After school, now as a medical laboratory scientist, I was told about this Allied Health Professions Council “council of extortion”. After registering, they conducted induction ceremony where provisional licenses for national service were issued at a fee, organized an examination at a fee, and even for the results to be released leading to permanent licensing was another journey on its own. Thinking all is done, I was asked to register with them permanently, also at a fee. After all these payments, I am still struggling to achieve the reason for studying this health program.
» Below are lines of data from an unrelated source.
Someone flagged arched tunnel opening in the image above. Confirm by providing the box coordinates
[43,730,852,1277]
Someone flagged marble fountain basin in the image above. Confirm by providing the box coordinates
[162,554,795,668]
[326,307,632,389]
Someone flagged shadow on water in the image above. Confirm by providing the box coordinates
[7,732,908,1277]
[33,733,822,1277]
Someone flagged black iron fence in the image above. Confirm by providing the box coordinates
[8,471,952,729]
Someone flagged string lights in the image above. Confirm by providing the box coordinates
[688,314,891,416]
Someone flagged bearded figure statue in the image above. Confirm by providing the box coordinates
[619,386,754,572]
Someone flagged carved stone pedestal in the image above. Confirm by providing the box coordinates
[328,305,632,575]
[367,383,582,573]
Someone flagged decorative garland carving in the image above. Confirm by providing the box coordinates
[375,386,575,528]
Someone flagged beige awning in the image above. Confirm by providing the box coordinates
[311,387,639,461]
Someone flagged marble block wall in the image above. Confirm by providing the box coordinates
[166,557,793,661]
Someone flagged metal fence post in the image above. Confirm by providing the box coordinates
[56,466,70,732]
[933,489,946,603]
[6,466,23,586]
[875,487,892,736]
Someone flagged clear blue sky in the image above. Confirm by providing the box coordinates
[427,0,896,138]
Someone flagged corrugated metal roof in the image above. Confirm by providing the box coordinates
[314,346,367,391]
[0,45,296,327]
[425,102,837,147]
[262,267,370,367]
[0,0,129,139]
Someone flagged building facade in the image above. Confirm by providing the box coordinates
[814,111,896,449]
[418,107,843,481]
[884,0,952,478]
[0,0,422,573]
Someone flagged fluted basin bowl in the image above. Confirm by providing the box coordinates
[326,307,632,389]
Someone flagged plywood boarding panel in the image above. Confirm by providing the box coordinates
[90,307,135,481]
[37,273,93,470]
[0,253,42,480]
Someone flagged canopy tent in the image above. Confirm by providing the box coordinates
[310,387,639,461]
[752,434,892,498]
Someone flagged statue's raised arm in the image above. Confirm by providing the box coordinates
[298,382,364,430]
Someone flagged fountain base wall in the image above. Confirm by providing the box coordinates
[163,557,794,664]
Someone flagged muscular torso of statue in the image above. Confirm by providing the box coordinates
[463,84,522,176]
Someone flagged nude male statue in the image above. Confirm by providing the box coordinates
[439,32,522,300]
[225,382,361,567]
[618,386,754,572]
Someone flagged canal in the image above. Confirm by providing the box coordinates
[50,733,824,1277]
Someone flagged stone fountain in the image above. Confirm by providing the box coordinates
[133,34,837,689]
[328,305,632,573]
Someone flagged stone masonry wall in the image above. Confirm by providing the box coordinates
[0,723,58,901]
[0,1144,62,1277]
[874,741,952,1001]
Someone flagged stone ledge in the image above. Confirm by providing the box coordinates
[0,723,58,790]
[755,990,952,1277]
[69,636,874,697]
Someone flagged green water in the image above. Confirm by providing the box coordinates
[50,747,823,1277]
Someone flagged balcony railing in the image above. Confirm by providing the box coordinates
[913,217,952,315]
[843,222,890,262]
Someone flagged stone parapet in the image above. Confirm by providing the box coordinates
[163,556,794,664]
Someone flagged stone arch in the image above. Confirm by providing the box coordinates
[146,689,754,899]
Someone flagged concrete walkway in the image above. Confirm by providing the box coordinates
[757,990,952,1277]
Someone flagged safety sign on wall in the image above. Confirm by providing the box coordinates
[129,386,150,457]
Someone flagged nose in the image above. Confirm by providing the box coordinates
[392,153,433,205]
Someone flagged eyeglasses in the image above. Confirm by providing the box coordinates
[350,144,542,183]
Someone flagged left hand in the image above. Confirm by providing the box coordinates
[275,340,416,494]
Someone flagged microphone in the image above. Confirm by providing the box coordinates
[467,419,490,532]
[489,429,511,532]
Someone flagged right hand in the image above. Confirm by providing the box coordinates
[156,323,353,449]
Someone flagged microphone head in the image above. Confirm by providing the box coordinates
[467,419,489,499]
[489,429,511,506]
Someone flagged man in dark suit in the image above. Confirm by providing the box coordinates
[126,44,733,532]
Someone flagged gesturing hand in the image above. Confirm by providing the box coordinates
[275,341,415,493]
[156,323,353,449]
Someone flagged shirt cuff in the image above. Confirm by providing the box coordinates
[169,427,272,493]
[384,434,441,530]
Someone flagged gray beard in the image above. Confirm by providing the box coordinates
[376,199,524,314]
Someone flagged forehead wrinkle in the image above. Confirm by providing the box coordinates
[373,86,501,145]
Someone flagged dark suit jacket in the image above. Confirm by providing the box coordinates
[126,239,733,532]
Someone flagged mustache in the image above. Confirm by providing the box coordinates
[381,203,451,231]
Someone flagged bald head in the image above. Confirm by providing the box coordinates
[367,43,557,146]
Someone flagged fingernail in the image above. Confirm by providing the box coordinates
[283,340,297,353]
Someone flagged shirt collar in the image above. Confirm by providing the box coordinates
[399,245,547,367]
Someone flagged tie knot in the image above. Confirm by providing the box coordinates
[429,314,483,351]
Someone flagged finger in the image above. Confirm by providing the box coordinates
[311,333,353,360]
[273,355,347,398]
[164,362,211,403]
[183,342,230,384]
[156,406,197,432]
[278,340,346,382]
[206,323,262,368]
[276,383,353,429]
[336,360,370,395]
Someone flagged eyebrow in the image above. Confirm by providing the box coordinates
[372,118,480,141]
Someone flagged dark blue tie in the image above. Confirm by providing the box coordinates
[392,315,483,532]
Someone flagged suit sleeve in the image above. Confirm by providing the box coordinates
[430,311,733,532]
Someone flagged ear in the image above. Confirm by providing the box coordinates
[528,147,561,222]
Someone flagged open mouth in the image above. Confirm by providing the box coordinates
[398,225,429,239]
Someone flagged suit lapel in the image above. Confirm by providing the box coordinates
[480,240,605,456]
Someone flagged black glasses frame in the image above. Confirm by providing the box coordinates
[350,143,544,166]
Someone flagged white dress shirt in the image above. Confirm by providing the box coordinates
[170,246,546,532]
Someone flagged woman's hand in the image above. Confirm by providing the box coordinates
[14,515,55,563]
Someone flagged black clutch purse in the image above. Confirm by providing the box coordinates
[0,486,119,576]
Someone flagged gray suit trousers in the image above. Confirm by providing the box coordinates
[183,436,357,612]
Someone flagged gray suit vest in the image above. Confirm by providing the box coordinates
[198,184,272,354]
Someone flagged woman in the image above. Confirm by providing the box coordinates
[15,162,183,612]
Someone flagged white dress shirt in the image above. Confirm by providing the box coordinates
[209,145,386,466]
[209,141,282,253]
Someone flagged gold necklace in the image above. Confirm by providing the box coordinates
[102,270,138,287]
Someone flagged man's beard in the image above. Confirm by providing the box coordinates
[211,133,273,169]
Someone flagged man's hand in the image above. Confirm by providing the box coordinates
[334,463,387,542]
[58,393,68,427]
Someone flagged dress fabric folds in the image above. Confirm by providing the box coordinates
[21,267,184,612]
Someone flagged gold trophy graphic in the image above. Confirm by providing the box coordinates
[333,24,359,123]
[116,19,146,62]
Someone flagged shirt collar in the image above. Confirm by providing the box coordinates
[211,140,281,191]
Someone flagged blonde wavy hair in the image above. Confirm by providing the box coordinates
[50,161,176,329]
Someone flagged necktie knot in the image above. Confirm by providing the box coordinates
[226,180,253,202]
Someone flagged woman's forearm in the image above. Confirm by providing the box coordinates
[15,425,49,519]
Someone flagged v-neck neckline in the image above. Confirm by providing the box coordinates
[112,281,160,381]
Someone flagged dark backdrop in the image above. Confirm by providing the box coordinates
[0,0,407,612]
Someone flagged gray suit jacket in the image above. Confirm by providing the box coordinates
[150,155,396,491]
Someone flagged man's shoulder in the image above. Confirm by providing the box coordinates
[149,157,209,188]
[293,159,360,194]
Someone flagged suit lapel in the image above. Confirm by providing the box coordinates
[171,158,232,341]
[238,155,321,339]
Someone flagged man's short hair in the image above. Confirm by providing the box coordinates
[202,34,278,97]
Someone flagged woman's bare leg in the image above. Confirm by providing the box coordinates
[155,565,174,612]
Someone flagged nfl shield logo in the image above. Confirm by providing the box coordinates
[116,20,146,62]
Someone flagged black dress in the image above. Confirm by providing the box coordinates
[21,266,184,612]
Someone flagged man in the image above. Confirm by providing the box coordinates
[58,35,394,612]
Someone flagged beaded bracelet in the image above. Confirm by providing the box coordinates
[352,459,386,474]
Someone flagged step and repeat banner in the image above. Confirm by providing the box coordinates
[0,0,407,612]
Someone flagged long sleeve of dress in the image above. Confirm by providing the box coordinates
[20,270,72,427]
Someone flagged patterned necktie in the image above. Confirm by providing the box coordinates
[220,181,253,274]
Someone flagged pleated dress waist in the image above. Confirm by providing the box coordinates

It is sad to say that the ministry of doctors and nurses, the institution whose job is to see to it that the healthcare needs of the country are met, see no need of employing us. The norm of the day has been this “doctor to patient ratio” and “nurse to patient ratio” but never “laboratory scientist to patient ratio”. Can everyone be a nurse or a doctor?

Is it wrong to read Medical Laboratory Science? Well, I will leave these as open questions. It is funny how the so called “big men” in the country seek for the services of the laboratory when they need them but deprive us, the need of accessing basic and quality healthcare. After all we are in this country when a big man was flown to get healthcare service but a young boy couldn’t get an ambulance to seek for further treatment at a bigger facility in the country. Let’s be careful because a wounded Medical Laboratory scientist Is like a wounded wolf, the pack is never safe!!!!